ATDD: 90% test automation with AI
“We spent so much time on maintenance when using Selenium, and we spend nearly zero time with maintenance using testRigor.” - Keith Powe, VP of Engineering, IDT
This post is sponsored by testRigor, the #1 Generative AI-based Test Automation Tool.
The problem with Manual QA Testing
Many teams are still stuck with manual regression testing. QA Engineers document test procedures in Word, Confluence, etc., and spend most of their time executing tests. This is repetitive, slow, and error-prone.

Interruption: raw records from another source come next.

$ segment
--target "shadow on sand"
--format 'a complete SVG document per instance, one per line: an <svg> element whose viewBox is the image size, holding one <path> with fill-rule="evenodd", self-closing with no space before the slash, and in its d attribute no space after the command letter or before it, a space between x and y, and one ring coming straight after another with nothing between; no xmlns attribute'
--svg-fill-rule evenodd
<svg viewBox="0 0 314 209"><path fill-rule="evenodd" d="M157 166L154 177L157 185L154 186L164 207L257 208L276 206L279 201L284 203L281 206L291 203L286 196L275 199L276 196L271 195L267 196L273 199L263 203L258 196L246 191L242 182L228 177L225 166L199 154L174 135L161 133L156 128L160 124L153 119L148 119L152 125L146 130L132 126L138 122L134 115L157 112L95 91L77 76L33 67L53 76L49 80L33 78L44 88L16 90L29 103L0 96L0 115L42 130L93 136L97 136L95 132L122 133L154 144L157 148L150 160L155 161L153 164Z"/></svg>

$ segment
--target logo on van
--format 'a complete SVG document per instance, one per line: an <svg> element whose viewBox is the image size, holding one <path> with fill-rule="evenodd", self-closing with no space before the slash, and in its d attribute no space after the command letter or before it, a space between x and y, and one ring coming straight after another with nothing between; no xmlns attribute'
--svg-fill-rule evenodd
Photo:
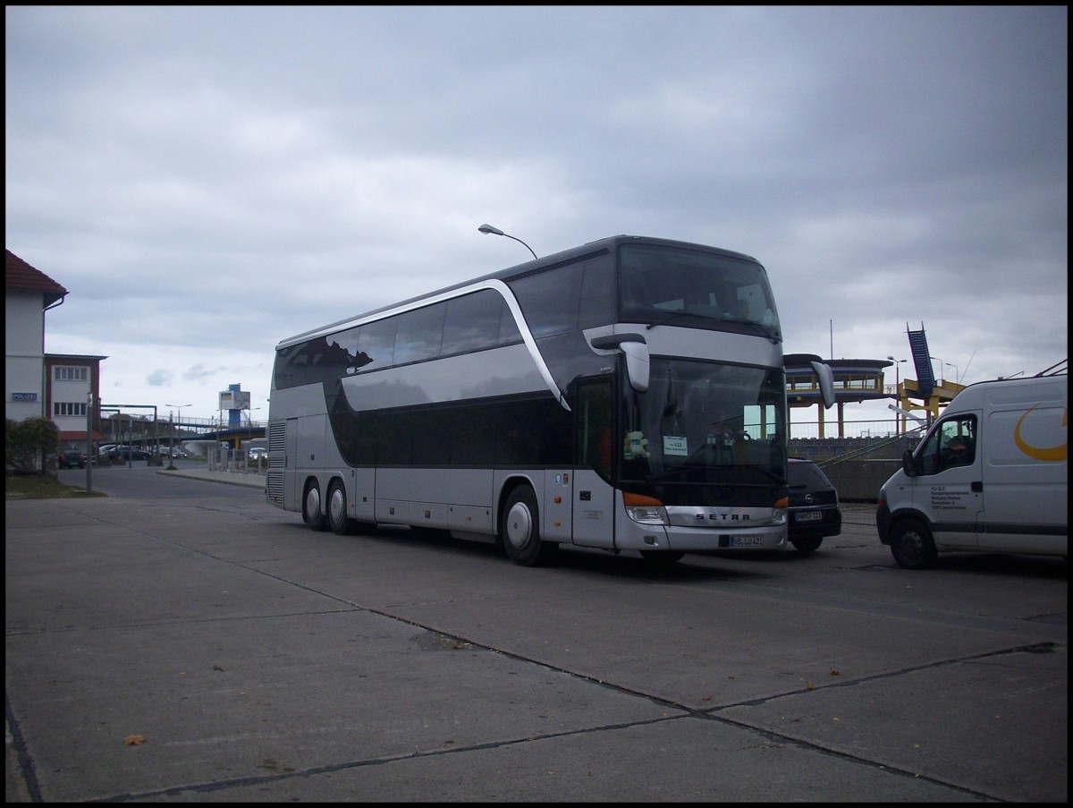
<svg viewBox="0 0 1073 808"><path fill-rule="evenodd" d="M1028 454L1028 457L1032 458L1032 460L1043 460L1049 463L1061 463L1065 460L1069 460L1069 453L1070 453L1069 441L1059 446L1053 446L1047 448L1041 446L1032 446L1031 444L1027 443L1025 438L1020 436L1020 424L1023 424L1025 422L1025 419L1028 418L1029 415L1031 415L1032 409L1035 409L1038 406L1039 404L1033 404L1032 408L1029 409L1027 413L1025 413L1025 415L1020 417L1020 420L1017 421L1017 425L1014 428L1013 431L1014 443L1017 444L1018 449ZM1069 417L1069 410L1063 409L1062 410L1063 429L1067 427L1068 417Z"/></svg>

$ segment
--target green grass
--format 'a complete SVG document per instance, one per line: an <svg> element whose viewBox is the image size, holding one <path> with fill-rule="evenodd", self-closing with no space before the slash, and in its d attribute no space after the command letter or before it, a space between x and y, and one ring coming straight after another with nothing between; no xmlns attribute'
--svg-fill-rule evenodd
<svg viewBox="0 0 1073 808"><path fill-rule="evenodd" d="M100 491L89 493L85 487L64 486L48 474L5 474L5 500L74 500L106 496Z"/></svg>

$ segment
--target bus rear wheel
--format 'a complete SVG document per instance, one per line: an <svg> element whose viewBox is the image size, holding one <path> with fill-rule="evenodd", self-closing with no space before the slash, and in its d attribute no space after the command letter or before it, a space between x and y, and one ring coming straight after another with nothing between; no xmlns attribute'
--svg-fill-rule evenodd
<svg viewBox="0 0 1073 808"><path fill-rule="evenodd" d="M302 519L313 530L327 530L328 518L324 513L324 497L317 480L306 484L306 494L302 497Z"/></svg>
<svg viewBox="0 0 1073 808"><path fill-rule="evenodd" d="M539 566L555 551L555 544L540 537L540 510L529 486L518 486L506 497L499 536L506 558L521 566Z"/></svg>
<svg viewBox="0 0 1073 808"><path fill-rule="evenodd" d="M354 532L354 520L347 516L347 489L340 480L332 480L328 486L328 528L333 533L344 536Z"/></svg>

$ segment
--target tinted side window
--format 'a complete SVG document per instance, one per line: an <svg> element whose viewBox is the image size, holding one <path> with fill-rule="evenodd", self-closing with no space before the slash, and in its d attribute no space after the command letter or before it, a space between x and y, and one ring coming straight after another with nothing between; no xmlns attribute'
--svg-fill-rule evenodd
<svg viewBox="0 0 1073 808"><path fill-rule="evenodd" d="M386 320L367 322L362 326L357 337L357 350L358 356L365 354L368 357L366 363L368 370L379 371L392 366L395 361L395 328L397 324L397 317L388 317ZM365 357L362 359L364 360Z"/></svg>
<svg viewBox="0 0 1073 808"><path fill-rule="evenodd" d="M584 273L577 327L587 329L614 322L615 265L611 256L586 261Z"/></svg>
<svg viewBox="0 0 1073 808"><path fill-rule="evenodd" d="M399 315L398 332L395 335L395 364L440 356L444 309L442 303L437 303Z"/></svg>
<svg viewBox="0 0 1073 808"><path fill-rule="evenodd" d="M583 265L575 263L511 282L534 337L577 329Z"/></svg>
<svg viewBox="0 0 1073 808"><path fill-rule="evenodd" d="M502 297L490 289L449 300L443 320L443 356L499 344L503 309ZM509 312L506 316L510 317Z"/></svg>

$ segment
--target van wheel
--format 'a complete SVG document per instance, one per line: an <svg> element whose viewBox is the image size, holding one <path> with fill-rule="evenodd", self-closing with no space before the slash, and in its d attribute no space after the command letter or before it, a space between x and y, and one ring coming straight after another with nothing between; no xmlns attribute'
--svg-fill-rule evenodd
<svg viewBox="0 0 1073 808"><path fill-rule="evenodd" d="M328 518L324 514L324 501L317 480L306 485L306 495L302 497L302 519L313 530L327 530Z"/></svg>
<svg viewBox="0 0 1073 808"><path fill-rule="evenodd" d="M354 532L354 520L347 516L347 489L340 480L332 480L328 486L328 528L333 533L344 536Z"/></svg>
<svg viewBox="0 0 1073 808"><path fill-rule="evenodd" d="M521 566L540 566L556 549L540 537L536 495L529 486L518 486L506 497L499 526L506 558Z"/></svg>
<svg viewBox="0 0 1073 808"><path fill-rule="evenodd" d="M891 553L906 569L927 569L939 557L931 531L920 519L902 519L894 525Z"/></svg>
<svg viewBox="0 0 1073 808"><path fill-rule="evenodd" d="M820 545L823 544L822 536L807 536L803 538L791 538L790 544L794 546L797 552L815 552L820 549Z"/></svg>

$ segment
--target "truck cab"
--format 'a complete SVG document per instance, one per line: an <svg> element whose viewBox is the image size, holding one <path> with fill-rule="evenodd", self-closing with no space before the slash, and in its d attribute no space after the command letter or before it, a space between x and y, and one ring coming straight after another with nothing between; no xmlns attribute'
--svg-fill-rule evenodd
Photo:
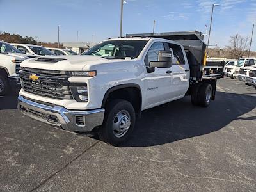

For example, a two-week manual QA cycle often repeats: QA finds regression bugs → developers fix the regression bugs → QA retests → QA discovers new regression bugs. This can continue indefinitely. Consequently, these problems occur:
Slow Delivery - Manual regression testing cycles take too long, which delays the entire delivery process. Business is frustrated, blaming IT for being too slow.
Production Bugs - Due to release deadlines, timeboxed testing means some tests are skipped, letting regression bugs reach production.
Compliance Risks - In highly regulated industries (e.g., medical/healthcare), manual screenshot documentation slows down QA and risks human error and non-compliance.
Salary Costs - As the software grows, the number of regression bugs increases. Companies have to hire more QA engineers just to keep up, but it’s never enough.
Why Test Automation is too expensive
Attempt 1: E2E Tests with Selenium (or Playwright, Cypress, etc.)
Companies may buy record-and-play tools that generate Selenium E2E tests, or their QA Automation Engineers write Selenium tests by hand.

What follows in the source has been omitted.